I've seen it happen and it's absurd.

This, and use the easiest system your group can agree on.

You can't force the big shit tho, it happens when it does.
I play 40k rpgs, you get used to it, and you find ways to beat the odds, but the dice will fuck you.
I've had days where I didn't roll less than a 80 on the dice, and days where I passed all but a handful of tests, like the day I took on 12 dudes and 3 turrets in a stone hallways by going full RULES OF NATURE on them. GM was confounded, but my dice were hot.
>solid mechanics that restrict runaway numbers is bad because I say so
user, 5e has been out long enough for us to know what is bullshit and what isn't.
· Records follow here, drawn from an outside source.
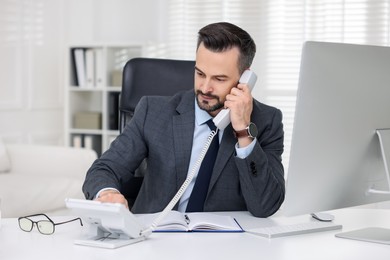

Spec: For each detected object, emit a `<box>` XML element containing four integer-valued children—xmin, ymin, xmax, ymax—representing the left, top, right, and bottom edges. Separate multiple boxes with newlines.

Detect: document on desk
<box><xmin>137</xmin><ymin>211</ymin><xmax>244</xmax><ymax>232</ymax></box>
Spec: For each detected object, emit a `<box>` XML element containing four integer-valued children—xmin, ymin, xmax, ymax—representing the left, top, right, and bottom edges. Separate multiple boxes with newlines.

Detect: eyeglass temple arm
<box><xmin>54</xmin><ymin>218</ymin><xmax>83</xmax><ymax>226</ymax></box>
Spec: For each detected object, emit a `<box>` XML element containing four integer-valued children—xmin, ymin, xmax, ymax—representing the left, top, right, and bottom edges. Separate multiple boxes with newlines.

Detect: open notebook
<box><xmin>137</xmin><ymin>211</ymin><xmax>243</xmax><ymax>232</ymax></box>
That's right up there with the 4e trolls saying that everyone uses magic.

System is a bad one if it produces results that go against group expectations or are just plain nonsensical. If you try to play shit eating peasants with a system meant for big damn heroes you're going have a bad time, and vice versa.
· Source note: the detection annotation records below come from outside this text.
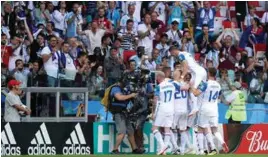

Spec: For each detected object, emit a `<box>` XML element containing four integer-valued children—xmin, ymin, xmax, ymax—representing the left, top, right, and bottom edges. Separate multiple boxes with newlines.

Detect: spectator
<box><xmin>120</xmin><ymin>3</ymin><xmax>139</xmax><ymax>31</ymax></box>
<box><xmin>196</xmin><ymin>25</ymin><xmax>212</xmax><ymax>54</ymax></box>
<box><xmin>3</xmin><ymin>2</ymin><xmax>17</xmax><ymax>36</ymax></box>
<box><xmin>88</xmin><ymin>66</ymin><xmax>105</xmax><ymax>95</ymax></box>
<box><xmin>4</xmin><ymin>80</ymin><xmax>31</xmax><ymax>122</ymax></box>
<box><xmin>94</xmin><ymin>7</ymin><xmax>112</xmax><ymax>30</ymax></box>
<box><xmin>225</xmin><ymin>82</ymin><xmax>247</xmax><ymax>124</ymax></box>
<box><xmin>181</xmin><ymin>31</ymin><xmax>198</xmax><ymax>56</ymax></box>
<box><xmin>167</xmin><ymin>19</ymin><xmax>182</xmax><ymax>45</ymax></box>
<box><xmin>106</xmin><ymin>1</ymin><xmax>120</xmax><ymax>30</ymax></box>
<box><xmin>65</xmin><ymin>3</ymin><xmax>83</xmax><ymax>38</ymax></box>
<box><xmin>110</xmin><ymin>78</ymin><xmax>142</xmax><ymax>154</ymax></box>
<box><xmin>27</xmin><ymin>61</ymin><xmax>47</xmax><ymax>87</ymax></box>
<box><xmin>206</xmin><ymin>40</ymin><xmax>220</xmax><ymax>69</ymax></box>
<box><xmin>149</xmin><ymin>2</ymin><xmax>169</xmax><ymax>24</ymax></box>
<box><xmin>104</xmin><ymin>47</ymin><xmax>125</xmax><ymax>86</ymax></box>
<box><xmin>1</xmin><ymin>34</ymin><xmax>12</xmax><ymax>67</ymax></box>
<box><xmin>41</xmin><ymin>36</ymin><xmax>60</xmax><ymax>87</ymax></box>
<box><xmin>52</xmin><ymin>1</ymin><xmax>67</xmax><ymax>38</ymax></box>
<box><xmin>244</xmin><ymin>6</ymin><xmax>259</xmax><ymax>27</ymax></box>
<box><xmin>74</xmin><ymin>52</ymin><xmax>89</xmax><ymax>87</ymax></box>
<box><xmin>81</xmin><ymin>21</ymin><xmax>106</xmax><ymax>55</ymax></box>
<box><xmin>33</xmin><ymin>1</ymin><xmax>51</xmax><ymax>24</ymax></box>
<box><xmin>168</xmin><ymin>1</ymin><xmax>186</xmax><ymax>30</ymax></box>
<box><xmin>101</xmin><ymin>35</ymin><xmax>112</xmax><ymax>59</ymax></box>
<box><xmin>195</xmin><ymin>1</ymin><xmax>222</xmax><ymax>40</ymax></box>
<box><xmin>155</xmin><ymin>34</ymin><xmax>169</xmax><ymax>57</ymax></box>
<box><xmin>10</xmin><ymin>59</ymin><xmax>29</xmax><ymax>88</ymax></box>
<box><xmin>118</xmin><ymin>19</ymin><xmax>138</xmax><ymax>50</ymax></box>
<box><xmin>217</xmin><ymin>69</ymin><xmax>232</xmax><ymax>97</ymax></box>
<box><xmin>138</xmin><ymin>14</ymin><xmax>155</xmax><ymax>56</ymax></box>
<box><xmin>216</xmin><ymin>30</ymin><xmax>239</xmax><ymax>70</ymax></box>
<box><xmin>60</xmin><ymin>42</ymin><xmax>77</xmax><ymax>87</ymax></box>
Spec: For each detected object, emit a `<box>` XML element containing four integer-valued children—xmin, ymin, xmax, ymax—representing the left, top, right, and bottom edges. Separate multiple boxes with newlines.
...What? How is 'Playing with good people is fun, playing with shitty people is not fun' in any way GMing advice? It's a statement of the blatantly obvious which leads nowhere and says nothing.

>You can't force the big shit tho, it happens when it does.
Certain systems encourage it more than others.
Telling GMs to be a people person is not blatantly obvious, although congratulations if you think it is, and it is the "one" advice I'd give.

Dnd

Bitch please. 5e is vanilla 3.5. It's fucking boring compared to early editions. The only good thing it has going for it is it's easy for new players to learn because it's so fucking basic.